Axion-like Particle searches using CsI (Tl) scintillation detector.

One of the interesting goals of particle physicists is to identify hidden particles that account for more than 25% of the universe's energy budget, surpassing normal matter's contribution of only 5%. These concealed particles are collectively known as dark matter. Among the potential candidates are Axion-Like Particles (ALPs), which are hypothetical elementary particles originating from the quantization of CP symmetry-conserving fields in strong interactions. The significant feature of axions is their minimal interaction cross-section with standard model particles, making them promising candidates for dark matter.

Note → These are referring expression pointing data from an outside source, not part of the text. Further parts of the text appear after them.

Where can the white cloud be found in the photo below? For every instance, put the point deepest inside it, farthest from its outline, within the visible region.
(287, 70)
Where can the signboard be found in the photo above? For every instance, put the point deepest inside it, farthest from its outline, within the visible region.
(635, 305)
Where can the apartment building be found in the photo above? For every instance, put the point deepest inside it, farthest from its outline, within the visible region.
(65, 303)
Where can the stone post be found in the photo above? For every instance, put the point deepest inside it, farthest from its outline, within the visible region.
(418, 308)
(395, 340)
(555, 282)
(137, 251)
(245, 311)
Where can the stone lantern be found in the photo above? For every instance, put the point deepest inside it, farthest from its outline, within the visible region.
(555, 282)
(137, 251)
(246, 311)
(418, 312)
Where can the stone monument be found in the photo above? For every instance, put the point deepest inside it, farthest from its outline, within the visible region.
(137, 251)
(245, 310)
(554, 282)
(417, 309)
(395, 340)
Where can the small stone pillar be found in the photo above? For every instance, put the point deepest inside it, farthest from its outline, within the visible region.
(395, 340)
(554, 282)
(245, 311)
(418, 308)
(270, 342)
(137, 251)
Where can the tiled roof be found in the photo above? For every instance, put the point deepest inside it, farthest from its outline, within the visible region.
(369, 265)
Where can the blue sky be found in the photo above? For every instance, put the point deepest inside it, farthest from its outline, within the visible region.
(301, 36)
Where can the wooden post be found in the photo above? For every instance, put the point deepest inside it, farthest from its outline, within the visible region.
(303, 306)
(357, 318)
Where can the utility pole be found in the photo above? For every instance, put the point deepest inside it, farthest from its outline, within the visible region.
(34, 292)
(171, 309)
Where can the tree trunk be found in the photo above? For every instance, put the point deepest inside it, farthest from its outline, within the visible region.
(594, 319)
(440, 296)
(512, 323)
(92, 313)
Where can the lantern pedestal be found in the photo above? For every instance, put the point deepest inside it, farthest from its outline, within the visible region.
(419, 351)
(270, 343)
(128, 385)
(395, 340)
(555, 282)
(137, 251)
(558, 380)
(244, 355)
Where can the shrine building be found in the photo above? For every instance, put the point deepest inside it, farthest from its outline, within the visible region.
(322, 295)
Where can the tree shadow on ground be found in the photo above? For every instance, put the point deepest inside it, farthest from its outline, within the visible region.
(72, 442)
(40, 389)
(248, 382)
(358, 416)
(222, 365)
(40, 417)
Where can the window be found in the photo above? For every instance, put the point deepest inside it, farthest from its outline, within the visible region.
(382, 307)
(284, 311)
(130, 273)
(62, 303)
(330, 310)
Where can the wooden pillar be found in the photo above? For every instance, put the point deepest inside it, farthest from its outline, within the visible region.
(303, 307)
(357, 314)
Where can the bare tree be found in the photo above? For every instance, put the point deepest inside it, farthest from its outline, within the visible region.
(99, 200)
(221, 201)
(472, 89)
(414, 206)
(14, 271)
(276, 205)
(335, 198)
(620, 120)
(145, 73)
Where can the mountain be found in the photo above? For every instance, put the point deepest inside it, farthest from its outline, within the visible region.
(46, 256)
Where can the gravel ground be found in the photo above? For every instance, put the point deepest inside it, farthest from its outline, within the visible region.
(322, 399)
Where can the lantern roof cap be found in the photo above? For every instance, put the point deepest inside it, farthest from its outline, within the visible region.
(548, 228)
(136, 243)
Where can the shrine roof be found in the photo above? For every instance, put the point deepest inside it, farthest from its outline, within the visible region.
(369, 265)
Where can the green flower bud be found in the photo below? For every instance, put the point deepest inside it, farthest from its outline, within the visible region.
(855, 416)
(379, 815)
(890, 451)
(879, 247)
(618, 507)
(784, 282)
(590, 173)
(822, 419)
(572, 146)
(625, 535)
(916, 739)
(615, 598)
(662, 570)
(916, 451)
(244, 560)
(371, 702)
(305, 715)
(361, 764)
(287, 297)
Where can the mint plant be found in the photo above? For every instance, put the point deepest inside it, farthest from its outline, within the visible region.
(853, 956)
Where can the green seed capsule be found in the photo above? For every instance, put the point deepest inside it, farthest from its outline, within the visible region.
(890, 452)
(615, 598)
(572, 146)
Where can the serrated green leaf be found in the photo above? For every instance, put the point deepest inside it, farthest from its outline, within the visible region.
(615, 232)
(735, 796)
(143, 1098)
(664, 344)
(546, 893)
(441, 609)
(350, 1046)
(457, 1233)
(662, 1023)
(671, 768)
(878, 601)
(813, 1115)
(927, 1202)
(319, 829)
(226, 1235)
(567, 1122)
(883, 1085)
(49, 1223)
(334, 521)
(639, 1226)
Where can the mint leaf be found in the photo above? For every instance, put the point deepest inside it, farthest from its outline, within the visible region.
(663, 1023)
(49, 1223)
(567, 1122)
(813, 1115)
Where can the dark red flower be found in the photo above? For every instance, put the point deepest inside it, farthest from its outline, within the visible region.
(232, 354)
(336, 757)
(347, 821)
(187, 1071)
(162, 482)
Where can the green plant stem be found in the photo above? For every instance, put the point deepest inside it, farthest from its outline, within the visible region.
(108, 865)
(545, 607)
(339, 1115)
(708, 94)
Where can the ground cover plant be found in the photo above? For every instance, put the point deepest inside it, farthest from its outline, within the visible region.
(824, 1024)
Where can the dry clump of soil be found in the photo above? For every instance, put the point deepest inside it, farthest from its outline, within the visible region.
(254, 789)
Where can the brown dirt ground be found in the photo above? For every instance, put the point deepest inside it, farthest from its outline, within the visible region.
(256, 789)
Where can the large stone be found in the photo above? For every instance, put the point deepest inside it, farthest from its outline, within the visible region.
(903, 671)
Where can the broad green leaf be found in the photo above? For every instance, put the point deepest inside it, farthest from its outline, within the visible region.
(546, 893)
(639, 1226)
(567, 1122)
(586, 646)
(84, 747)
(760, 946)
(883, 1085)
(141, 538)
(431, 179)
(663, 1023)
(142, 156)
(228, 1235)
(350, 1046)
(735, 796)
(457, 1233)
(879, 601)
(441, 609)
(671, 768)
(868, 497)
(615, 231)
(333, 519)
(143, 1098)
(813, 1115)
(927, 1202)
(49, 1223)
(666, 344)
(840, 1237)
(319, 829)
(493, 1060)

The search for ALPs typically relies on their decay to gammas. To facilitate this, we've developed a CsI (Tl) (Thallium-doped Cesium Iodide) scintillation detector capable of capturing gammas, enhancing our ability to detect ALPs. I will introduce the prior work of a graduate student who explored ALP searches using high-energy gamma flux from a reactor. Additionally, I will present my research focused on ALP production from gamma radiation emitted by a Na22 radioactive source. Furthermore, I'll discuss the potential future deployment of this detector at LANL (Los Alamos National Laboratory), where the search for axions or ALPs will continue in a proton beam environment.

Despite the very weak interaction strength governing gamma-ALP decay, strategically placing the detector near sources of very high gamma flux ensures that statistical limitations are mitigated. This approach increases the likelihood of detecting axion signals and prevents limitations imposed by statistical constraints.